BC Budget 2015: Few New Measures...But an Era of Surpluses Lies Ahead

  • February 19, 2015
The benefits of BC’s diverse and resilient economy were evident as Finance Minister Mike de Jong tabled a Budget on February 17 that calls for a modest surplus for 2015‐16, followed by slightly larger surpluses in the two subsequent years. This places BC in the position of being possibly the only province to balance its books in the coming year. Fiscal circumstances, however, remain tight, and the Budget featured few new spending or taxation initiatives. Spending increases that did make it into the Budget were concentrated in health care and to a lesser extent education, along with a few targeted measures aimed at lower income households. The government opted to advance capital spending over what it had planned last year, in line with the Business Council’s advice.

HIGHLIGHTS

  • BC has shifted firmly into surplus territory. Budget 2015 projects a ~$1 billion operating surplus for 2014‐15, a modest flow of black ink for the following year, and then slightly larger surpluses in the remaining two years of the fiscal plan.
  • BC may be the only province in the country to report an operating surplus in 2015‐16.
  • The Budget forecasts that BC’s economy will grow by 2.3% this year and by 2.4% in 2016; these are below the private sector consensus.
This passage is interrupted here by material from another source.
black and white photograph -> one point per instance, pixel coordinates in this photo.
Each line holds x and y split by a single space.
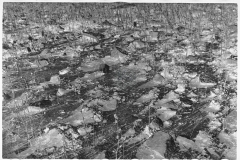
119 80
Generally, there is an abundance of caution built into Budget 2015, including conservative growth assumptions for BC’s economy, below consensus projections for the US, and cautious assumptions about the dollar and interest rates.
  • Overall program spending is slated to increase in line with inflation and population, rising by 2.5% annually over four years. Expenditure growth is tilted towards health care (+2.9% per year).
  • K‐12 education also gets some additional funding, most of which will go to pay for compensation costs based on recent contract settlements.
  • Revenue growth tracks slightly ahead of expenditure growth over the projection period.
  • Government capital spending remains around $6.2 billion annually for the next three years, rather than being reduced by 20%, as was planned in last year’s budget.
  • Taxpayer‐supported debt rises over the coming three years, due to capital spending, but net debt as a share of GDP declines. BC continues to have a low debt‐to‐GDP ratio compared to most other Canadian jurisdictions.